Beberapa cara visual (bukan uji pakai atau test drive) melihat kesegaran, suatu kendaraan selain odometer.

2. Rekaman riwayat perawatan resmi. 

Kendaraan yang terawat baik, tentunya akan memiliki riwayat perawatan yang sesuai ketentuan pabrik. Hal ini mungkin yang membuat mobil bekas tersebut jadi mahal? Pemilik yang serius dengan mobilnya, tentunya tidak akan berusaha mengirit tidak karuan, dengan resiko spesifikasi mobilnya akan rusak dan tidak memiliki riwayat yang jelas. Sebaiknya Anda tanyakan buku servis resmi, nomor mesin /rangka, dan dibengkel mana kendaraan tersebut dirawat, jika perlu minta penjual menghubungi bengkel resmi langganannya untuk konfirmasi. Orang yang teliti dengan kendaraan tentu berteman baik dengan bengkel resminya dan tidak segan untuk menelepon.

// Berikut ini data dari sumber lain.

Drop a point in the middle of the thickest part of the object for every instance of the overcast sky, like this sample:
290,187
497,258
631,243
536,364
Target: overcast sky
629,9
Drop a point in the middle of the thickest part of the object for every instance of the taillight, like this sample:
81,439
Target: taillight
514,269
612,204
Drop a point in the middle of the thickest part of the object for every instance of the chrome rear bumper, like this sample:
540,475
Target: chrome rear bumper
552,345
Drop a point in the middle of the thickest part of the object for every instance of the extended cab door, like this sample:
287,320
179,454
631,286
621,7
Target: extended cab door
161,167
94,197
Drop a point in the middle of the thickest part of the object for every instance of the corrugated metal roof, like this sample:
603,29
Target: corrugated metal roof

3. Periksa bekas kecelakaan berat. 

Lihat kelurusan bodi dari sudut depan atau belakang, perhatikan ketidak lurusan garis body, titik-titik tempat pintu bertemu rangka, dan seterusnya, buka kap mesin, lihat apakah bagian rangka dalam baru dicat atau tidak, apakah ada rangka yang berada pada posisi tidak semestinya, apakah jarak mesin ke radiator terlalu dekat atau tidak, komponen-komponen berputar yang terlalu dekat, dan seterusnya, firewall dicat ulang, dan sebagainya, cat belepotan karena dempul ditempat yang susah dijangkau, posisi berdiri ban tidak baik, roda tidak berada ditengah lubangnya pada spatbor, dan seterusnya.


4. Kabel-kabel. 


Periksa kabel-kabel di bawah kap mesin. kabel yang sudah mengeras dan mudah mengelupas adalah tanda sudah lama terkena panas mesin, artinya usia mobil bekas yang ada dihadapan Anda sudah lama.

5. Kondisi interior. 


Jok atau plafon cabin mobil sudah mulai turun, warna lingkar setir atau knob persneling sudah pudar, interior terlihat lusuh, terlalu banyak bekas puntung rokok, lecet karna gesekan dan sebagainya.

6. Feeling

Dari sekian banyak tampilan - tampilan diatas, Anda bisa menganalisa, apakah mobil bekas yang ada dihadapan Anda, sesuai dengan harga yang ditawarkan atau tidak. Yang penting, jangan menjadikan odometer satu-satunya petunjuk.


Demikian tips sederhanaini, yang mungkin bisa menjadi sedikit menambah wawasan bagi Anda, khususnya bagi Anda yang mungkin saat ini sedang mencari atau berniat membeli mobil bekas idaman Anda, terimakasih telah mampir diartikel sederhana ini, isi artikel ini sebagian kami ambil berdasarkan pengalaman pribadi, dengan tambahan dari berbagai sumber.